Did I neglect to mention the graveyard?

Yes, this theater was located directly across the street from a cemetery. As we laughed and thrilled to the show on the screen, the dead lay in the darkness not thirty feet away. And as we walked alongside the necropolis, there was a hush. Our talk quieted and our laughter died. On such a black evening, the dead do not care for the laughter of the living. And although we made it to the car without encountering a single charnel specter, I was later given reason to wonder if we had really not disturbed some ephemeral presence. Perhaps we laughed too loudly. Perhaps we did not show the proper respect. I’ve never been sure……

We drove home, shaking off the chill of the graveyard with music and talk. The streets were quiet and other drivers scarce.  We had all but forgotten the shivering touch of the dead when a vehicle ahead of us drew our attention. It was a taxi, a typical yellow New York taxi, much as hundreds or thousands of others appear. But taxi cabs are not that common a site in Brooklyn. The big fares are in Manhattan. But that alone was not enough to draw out attention, because as we drew near, we saw that the driver, the driver of the taxi, sitting alone in the automobile, all alone with no passenger, was- but I am getting ahead of myself.

The taxi was not far in front of us. As we watched we saw that it was not stopping where it should. While it stopped at the red lights, it would stop midway into the intersection. The car seemed to dare the other traffic. It positioned itself so that it seemed to invite, no children, it seemed to dare Death himself to take the driver in his embrace.

Did you see that? In the flash of lightning, did none of you see that? Just beyond the trees? No, none of you? Perhaps the eaves of an old house, or maybe just this old storyteller’s imagination. Of course you could not see it, the lightning was behind you. But now all seems dark and quiet again.

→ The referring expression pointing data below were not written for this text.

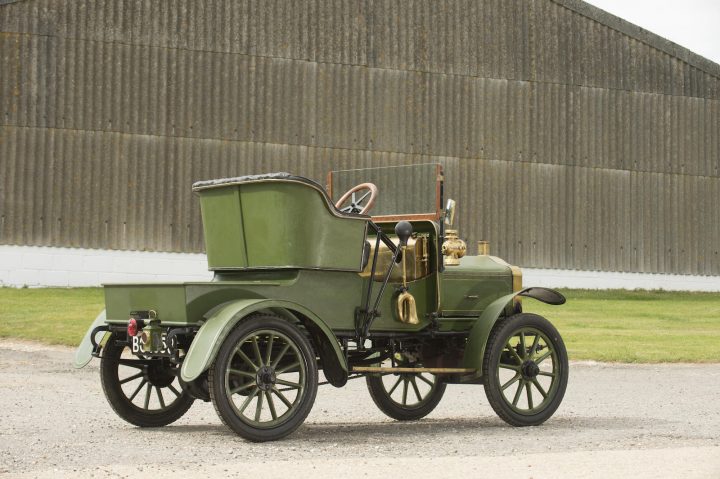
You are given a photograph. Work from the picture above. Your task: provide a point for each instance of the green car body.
(279, 247)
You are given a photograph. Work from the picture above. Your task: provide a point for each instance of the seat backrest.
(277, 221)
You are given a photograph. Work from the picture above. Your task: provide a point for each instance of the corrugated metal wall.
(568, 143)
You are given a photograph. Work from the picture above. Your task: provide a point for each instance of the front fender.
(222, 320)
(83, 354)
(480, 332)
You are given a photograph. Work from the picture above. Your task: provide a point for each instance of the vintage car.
(304, 283)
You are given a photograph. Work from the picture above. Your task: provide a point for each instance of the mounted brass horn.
(407, 310)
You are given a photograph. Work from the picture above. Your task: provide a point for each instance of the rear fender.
(222, 319)
(480, 332)
(83, 354)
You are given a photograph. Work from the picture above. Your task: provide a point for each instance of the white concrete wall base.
(45, 266)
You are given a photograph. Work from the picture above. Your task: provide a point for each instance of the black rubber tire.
(391, 408)
(216, 378)
(120, 402)
(496, 344)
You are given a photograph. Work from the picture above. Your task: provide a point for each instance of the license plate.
(138, 346)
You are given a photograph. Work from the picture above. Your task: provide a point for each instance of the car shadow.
(442, 426)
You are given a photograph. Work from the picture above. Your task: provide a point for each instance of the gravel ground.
(616, 421)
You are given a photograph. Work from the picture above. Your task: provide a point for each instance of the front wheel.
(144, 392)
(264, 380)
(525, 370)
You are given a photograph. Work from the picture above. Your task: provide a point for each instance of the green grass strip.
(616, 325)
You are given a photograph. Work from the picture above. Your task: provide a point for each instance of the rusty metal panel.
(568, 140)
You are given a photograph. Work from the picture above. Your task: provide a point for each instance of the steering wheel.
(357, 202)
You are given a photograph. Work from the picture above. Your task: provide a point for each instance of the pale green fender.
(480, 332)
(222, 320)
(83, 354)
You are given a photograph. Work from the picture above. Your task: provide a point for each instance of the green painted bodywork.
(472, 285)
(480, 332)
(83, 354)
(279, 246)
(278, 224)
(223, 319)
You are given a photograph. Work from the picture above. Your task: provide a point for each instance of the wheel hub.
(265, 378)
(159, 376)
(530, 369)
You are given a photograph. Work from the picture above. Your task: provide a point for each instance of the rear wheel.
(405, 396)
(144, 392)
(525, 370)
(264, 380)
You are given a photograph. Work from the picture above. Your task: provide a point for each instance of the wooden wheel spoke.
(542, 358)
(160, 398)
(416, 389)
(514, 352)
(131, 378)
(144, 381)
(258, 409)
(288, 368)
(517, 392)
(288, 383)
(528, 389)
(397, 383)
(536, 341)
(271, 404)
(256, 349)
(246, 403)
(282, 397)
(134, 363)
(147, 397)
(509, 366)
(280, 356)
(268, 353)
(242, 388)
(539, 388)
(238, 372)
(509, 383)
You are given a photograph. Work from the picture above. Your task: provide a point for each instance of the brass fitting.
(453, 248)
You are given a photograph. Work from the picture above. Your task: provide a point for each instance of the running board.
(375, 369)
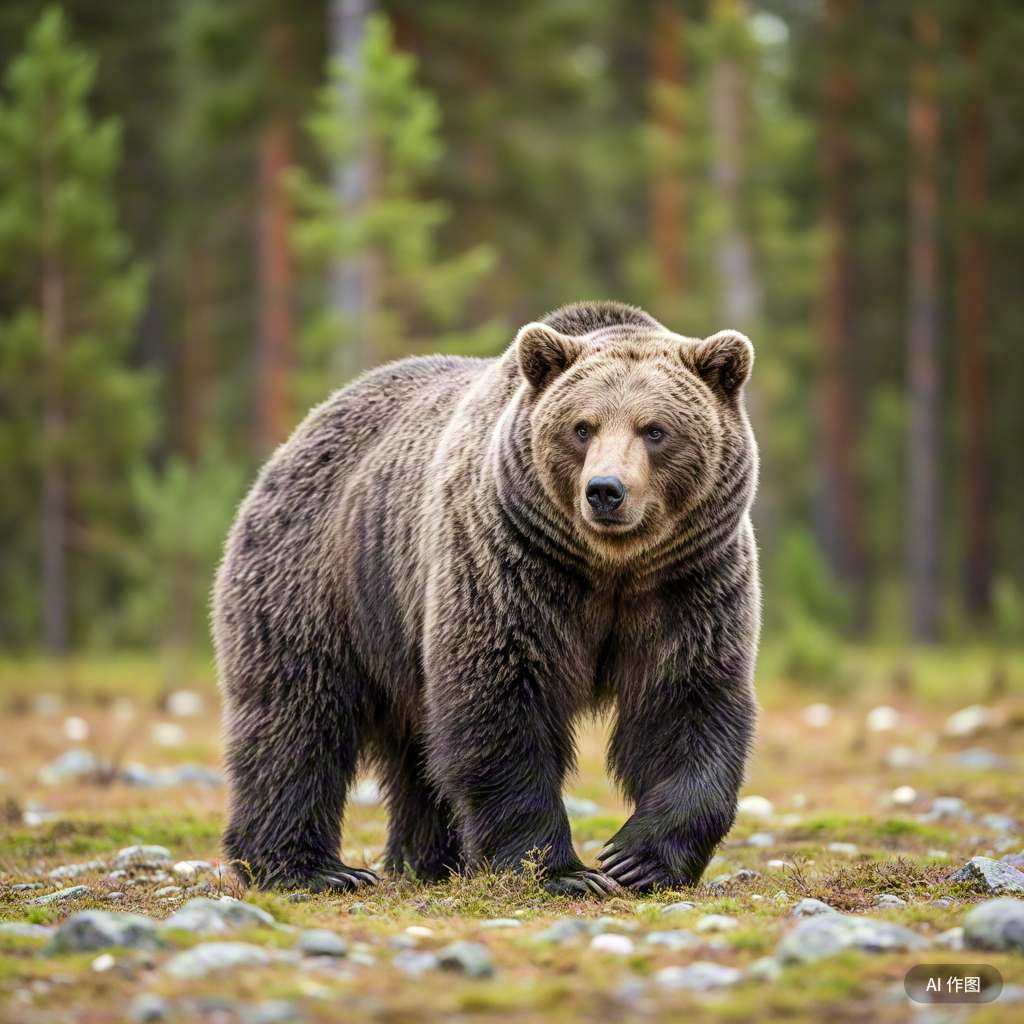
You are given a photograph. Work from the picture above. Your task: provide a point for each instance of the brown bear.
(452, 560)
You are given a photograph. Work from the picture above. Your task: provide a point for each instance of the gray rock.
(143, 856)
(102, 929)
(72, 764)
(561, 931)
(470, 958)
(26, 931)
(1000, 823)
(700, 975)
(810, 907)
(824, 936)
(62, 895)
(210, 957)
(888, 899)
(995, 925)
(76, 870)
(147, 1008)
(990, 876)
(272, 1012)
(978, 759)
(675, 940)
(210, 916)
(414, 963)
(322, 942)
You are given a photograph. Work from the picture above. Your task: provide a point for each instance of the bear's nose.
(605, 494)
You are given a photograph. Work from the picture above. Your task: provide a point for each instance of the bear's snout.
(605, 494)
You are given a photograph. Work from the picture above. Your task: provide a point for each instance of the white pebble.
(882, 719)
(76, 729)
(612, 943)
(818, 716)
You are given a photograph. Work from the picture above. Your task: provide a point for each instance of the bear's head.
(634, 428)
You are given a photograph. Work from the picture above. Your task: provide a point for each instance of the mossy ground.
(827, 784)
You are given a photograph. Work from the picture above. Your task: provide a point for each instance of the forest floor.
(848, 815)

We drew close to the car. It was not driving as it should at all. It drifted from one lane of travel to another. It crowded the rare car that came too close. It slowed in oncoming traffic and stopped in the center, the dead center, of intersections. We were keeping a respectable distance from this dangerous car, for at first we suspected that it was driven by a drunk, but we quickly noticed something that was not right. I softly pressed the accelerator and we inched closer. We followed, getting inch by inch closer, slowly gaining a better view of the interior.

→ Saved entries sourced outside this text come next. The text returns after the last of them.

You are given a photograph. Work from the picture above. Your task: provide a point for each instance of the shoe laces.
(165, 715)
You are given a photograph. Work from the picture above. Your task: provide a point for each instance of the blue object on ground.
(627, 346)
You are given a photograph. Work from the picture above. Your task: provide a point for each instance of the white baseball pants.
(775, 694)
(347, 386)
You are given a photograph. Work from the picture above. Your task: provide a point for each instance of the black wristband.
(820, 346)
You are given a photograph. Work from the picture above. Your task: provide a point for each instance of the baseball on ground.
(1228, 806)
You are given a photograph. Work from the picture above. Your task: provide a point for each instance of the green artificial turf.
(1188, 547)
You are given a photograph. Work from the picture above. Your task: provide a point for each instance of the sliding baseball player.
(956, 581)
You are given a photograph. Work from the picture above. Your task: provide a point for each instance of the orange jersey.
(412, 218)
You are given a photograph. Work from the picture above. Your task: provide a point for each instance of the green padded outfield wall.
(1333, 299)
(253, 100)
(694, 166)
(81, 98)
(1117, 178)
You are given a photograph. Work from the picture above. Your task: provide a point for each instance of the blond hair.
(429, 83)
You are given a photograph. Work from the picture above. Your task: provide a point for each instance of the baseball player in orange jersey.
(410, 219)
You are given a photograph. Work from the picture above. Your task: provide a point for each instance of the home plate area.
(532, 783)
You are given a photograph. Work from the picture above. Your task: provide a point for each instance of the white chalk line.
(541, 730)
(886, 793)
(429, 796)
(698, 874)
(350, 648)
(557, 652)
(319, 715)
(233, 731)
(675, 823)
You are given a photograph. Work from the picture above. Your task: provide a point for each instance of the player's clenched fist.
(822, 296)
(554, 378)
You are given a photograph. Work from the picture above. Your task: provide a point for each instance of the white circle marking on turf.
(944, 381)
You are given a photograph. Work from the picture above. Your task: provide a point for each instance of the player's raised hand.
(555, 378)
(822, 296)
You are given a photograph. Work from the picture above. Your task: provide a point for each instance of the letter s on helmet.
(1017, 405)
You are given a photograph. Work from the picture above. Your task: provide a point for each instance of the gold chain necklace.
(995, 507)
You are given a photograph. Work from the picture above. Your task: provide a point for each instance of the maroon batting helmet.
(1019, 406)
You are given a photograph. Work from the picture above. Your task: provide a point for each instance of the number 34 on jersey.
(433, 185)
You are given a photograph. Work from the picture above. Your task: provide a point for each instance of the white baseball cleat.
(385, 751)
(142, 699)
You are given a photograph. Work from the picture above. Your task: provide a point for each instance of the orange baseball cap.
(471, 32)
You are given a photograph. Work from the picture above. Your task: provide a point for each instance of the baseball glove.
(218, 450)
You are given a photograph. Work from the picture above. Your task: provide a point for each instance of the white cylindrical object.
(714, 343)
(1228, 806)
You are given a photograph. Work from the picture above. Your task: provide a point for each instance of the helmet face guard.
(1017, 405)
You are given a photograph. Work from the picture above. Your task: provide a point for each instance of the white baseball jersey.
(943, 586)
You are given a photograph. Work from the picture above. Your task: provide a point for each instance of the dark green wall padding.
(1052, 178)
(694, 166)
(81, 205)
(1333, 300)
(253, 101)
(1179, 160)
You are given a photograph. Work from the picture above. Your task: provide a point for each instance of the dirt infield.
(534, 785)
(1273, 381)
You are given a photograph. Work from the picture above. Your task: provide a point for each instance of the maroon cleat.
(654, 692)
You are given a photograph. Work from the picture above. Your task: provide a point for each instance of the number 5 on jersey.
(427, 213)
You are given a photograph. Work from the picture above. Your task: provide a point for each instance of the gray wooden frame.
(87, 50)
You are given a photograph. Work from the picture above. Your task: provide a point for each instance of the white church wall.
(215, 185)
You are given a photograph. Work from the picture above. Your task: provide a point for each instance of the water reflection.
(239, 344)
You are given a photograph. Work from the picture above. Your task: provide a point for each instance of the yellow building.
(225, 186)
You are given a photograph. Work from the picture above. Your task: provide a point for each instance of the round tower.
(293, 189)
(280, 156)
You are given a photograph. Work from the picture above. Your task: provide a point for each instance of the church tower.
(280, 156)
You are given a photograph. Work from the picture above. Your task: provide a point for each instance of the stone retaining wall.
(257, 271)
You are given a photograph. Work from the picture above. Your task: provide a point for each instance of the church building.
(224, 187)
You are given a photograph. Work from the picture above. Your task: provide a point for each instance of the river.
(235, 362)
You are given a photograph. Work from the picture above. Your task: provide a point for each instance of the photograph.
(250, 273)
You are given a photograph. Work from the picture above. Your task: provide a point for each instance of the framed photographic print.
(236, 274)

We spoke not a word. But we knew each other’s thoughts. And one close glance at the car ahead and another in each other’s eyes confirmed that we had not left behind the specters and haunts of the graveyard, that we had not escaped the notice of the undead evils of the tomb. For when we drove close enough, and when the moonlight lit up the driver’s seat, we saw the truth and forever longer shall we wonder when we will next encounter the otherwise normal-looking car and its unearthly driver.

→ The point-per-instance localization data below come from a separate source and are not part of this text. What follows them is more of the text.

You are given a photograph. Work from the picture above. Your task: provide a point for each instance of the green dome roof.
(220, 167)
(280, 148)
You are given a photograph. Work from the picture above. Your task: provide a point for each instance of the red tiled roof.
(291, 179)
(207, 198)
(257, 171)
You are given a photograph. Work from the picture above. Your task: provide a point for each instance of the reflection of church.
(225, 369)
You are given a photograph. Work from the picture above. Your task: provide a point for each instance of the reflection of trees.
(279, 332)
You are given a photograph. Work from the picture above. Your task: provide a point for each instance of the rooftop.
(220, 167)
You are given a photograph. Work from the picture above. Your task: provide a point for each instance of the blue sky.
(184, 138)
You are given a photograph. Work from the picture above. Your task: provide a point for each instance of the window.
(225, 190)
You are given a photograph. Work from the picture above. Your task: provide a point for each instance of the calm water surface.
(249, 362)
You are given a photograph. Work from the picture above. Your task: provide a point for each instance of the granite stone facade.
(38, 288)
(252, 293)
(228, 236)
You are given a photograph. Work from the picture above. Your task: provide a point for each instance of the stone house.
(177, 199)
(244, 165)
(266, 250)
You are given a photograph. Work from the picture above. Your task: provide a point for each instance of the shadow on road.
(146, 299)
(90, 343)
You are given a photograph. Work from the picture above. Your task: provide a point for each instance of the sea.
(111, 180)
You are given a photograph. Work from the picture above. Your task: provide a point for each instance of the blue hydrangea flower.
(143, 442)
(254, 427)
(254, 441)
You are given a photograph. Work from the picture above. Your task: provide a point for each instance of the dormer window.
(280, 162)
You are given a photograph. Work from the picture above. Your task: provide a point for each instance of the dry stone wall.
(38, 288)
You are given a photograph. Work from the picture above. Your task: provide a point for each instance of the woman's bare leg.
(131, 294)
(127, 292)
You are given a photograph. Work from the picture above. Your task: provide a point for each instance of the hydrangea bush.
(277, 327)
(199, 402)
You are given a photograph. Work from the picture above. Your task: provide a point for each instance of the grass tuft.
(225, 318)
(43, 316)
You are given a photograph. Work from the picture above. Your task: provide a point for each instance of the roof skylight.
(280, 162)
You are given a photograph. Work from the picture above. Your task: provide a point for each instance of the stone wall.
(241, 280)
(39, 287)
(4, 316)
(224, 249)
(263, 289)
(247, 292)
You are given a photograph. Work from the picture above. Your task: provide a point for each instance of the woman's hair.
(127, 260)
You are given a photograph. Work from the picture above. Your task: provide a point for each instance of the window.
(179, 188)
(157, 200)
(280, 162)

For what Saarah and I saw in the dark, just as we now sit in the same darkness, alone now as we were then, and I ask you children to draw close, press in very close my children, for I can only whisper this blasphemy, and pray I no further disturb the unliving…

When we pulled close to the car which invited Death, we saw that the driver…… the driver of the taxi…. had no head.

But wait! Again, the lightning! I see it! Do you? Look, you can see it! You can hear it! No, don’t wait for me, I am doomed! He has come to take me! The Headless Driver has come! Saarah, oh Saarah, I pray you are not next! He nears! He nears! Run my children! RUN! For I am doomed! Doomed!

.

.

.

Police records indicate that the camp counselor was found three days after being reported missing by camp officials. A search of the woods later turned up his body.

It had no head.

Rumors of a headless taxi driver have been reported during each full moon for the past decade but few dare to drive close enough to be sure.